ABE fermentation is attracting renewed interest with a focus on butanol as a renewable biofuel.[23]

Sustainability is by far the topic of major concern over the last years. The energy challenge is the key point of the environmental friendly policies adopted by all the most developed and industrialized countries worldwide. For this purpose Horizon 2020, the biggest EU Research and Innovation programme, was funded by the European Union over the 2014–2020 period.[24]

The International Energy Agency defines renewables as the centre of the transition to a less carbon-intensive and more sustainable energy system.
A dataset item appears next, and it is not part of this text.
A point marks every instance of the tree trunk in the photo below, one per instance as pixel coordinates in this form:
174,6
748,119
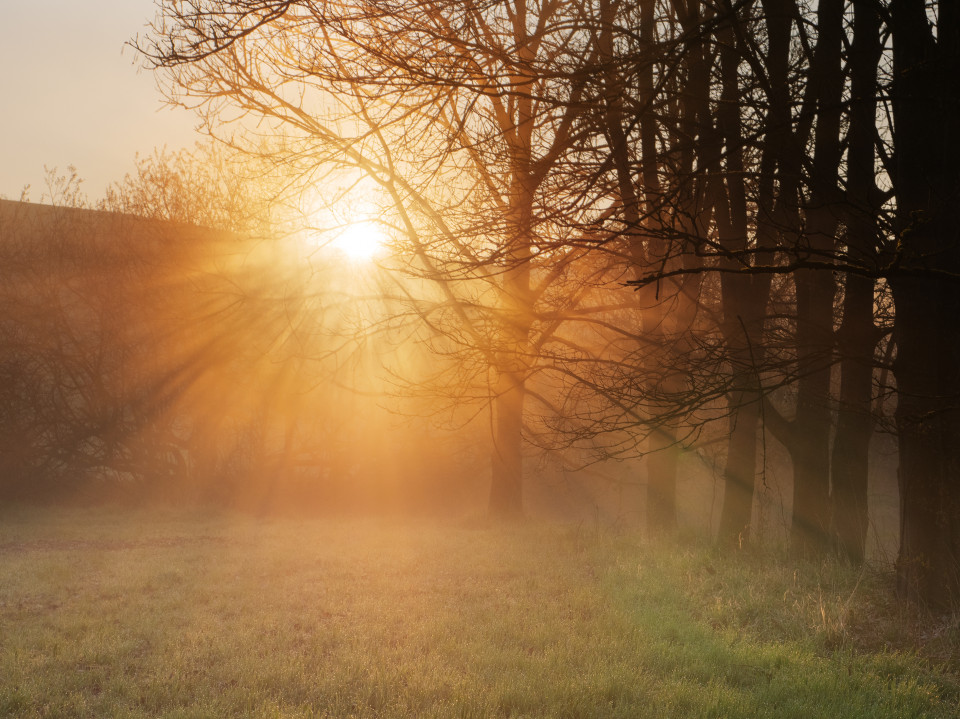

Biofuels are believed to represent around 30% of energy consumption in transport by 2060. Their role is particularly important in sectors which are difficult to decarbonise, such as aviation, shipping and other long-haul transport. That is why several bioprocesses have seen a renewed interest in recent years, both from a research and an industrial perspective.[25]

For this reason, the ABE fermentation process has been reconsidered from a different perspective. Although it was originally conceived to produce acetone, it is considered as a suitable production pathway for biobutanol that has become the product of major interest. Biogenic butanol is a possible substitute of bioethanol or even better and it is already employed both as fuel additive and as pure fuel instead of standard gasoline because, differently from ethanol, it can be directly and efficiently used in gasoline engines. Moreover, it has the advantage that it can be shipped and distributed through existing pipelines and filling stations.[26]

Finally biobutanol is widely used as a direct solvent for paints, coatings, varnishes, resins, dyes, camphor, vegetable oils, fats, waxes, shellac, rubbers and alkaloids due to its higher energy density, lower volatility, and lower hygroscopicity.[citation needed] It can be produced from different kinds of cellulosic biomass and can be used for further processing of advanced biofuels such as butyl levulinate as well.[27]

The application of n-butanol in the production of butyl acrylate has a wide scope for its expansion, which in turn would help in increasing the consumption of n-butanol globally. Butyl acrylate was the biggest n-butanol application in 2014 and is projected to be worth US$3.9 billion by 2020.[28]